Minimally Invasive Stabilization Versus Open Surgery for Spinal Metastases: A Retrospective Study Utilizing Propensity Score Matching and Weighting Sensitivity Analyses
Kamil Krystkiewicz, Aleksander Kowal, Agata Krajniak, Łukasz Kuncman, Marcin Tosik

TL;DR
This study compares minimally invasive and open spinal surgery for cancer patients, finding fewer wound issues with the minimally invasive approach.
Contribution
The study provides comparative evidence on wound-related outcomes between minimally invasive and open spinal stabilization for metastases.
Findings
Minimally invasive surgery had lower wound-healing disorder rates compared to open surgery.
Open surgery was associated with higher rates of surgical site infections.
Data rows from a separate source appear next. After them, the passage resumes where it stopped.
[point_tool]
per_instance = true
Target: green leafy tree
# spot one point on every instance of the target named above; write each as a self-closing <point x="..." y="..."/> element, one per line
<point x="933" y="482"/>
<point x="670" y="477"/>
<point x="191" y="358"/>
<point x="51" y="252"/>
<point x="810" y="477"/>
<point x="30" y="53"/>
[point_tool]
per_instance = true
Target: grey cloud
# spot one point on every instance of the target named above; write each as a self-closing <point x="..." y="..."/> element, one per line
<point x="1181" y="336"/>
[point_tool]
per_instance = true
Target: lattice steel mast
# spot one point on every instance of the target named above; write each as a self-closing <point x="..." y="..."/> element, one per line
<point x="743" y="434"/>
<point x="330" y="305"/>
Estimated blood loss was similar between the two surgical approaches.
Abstract
Background: Minimally invasive spinal stabilization (MISS) is increasingly used in metastatic spine surgery, but comparative evidence vs. open posterior stabilization (OPEN) remains limited. We compared perioperative outcomes, focusing on wound-related morbidity. Methods: This retrospective single-center cohort included 71 patients undergoing posterior stabilization for spinal metastases (MISS n = 45; OPEN n = 26). Wound-healing disorder was the primary endpoint. Groups were compared using nonparametric exact tests; adjusted and propensity score analyses were performed to assess robustness. Results: Baseline SINS, operated segment, and instrumented levels were comparable. BMI was higher in MISS (25.8 [24.0–29.7] vs. 22.1 [20.0–24.9] kg/m2; p = 0.001), and urgent admissions were more frequent in OPEN (42.3% vs. 11.1%; p = 0.006). Wound-healing disorders occurred in 6.7% (3/45) of the…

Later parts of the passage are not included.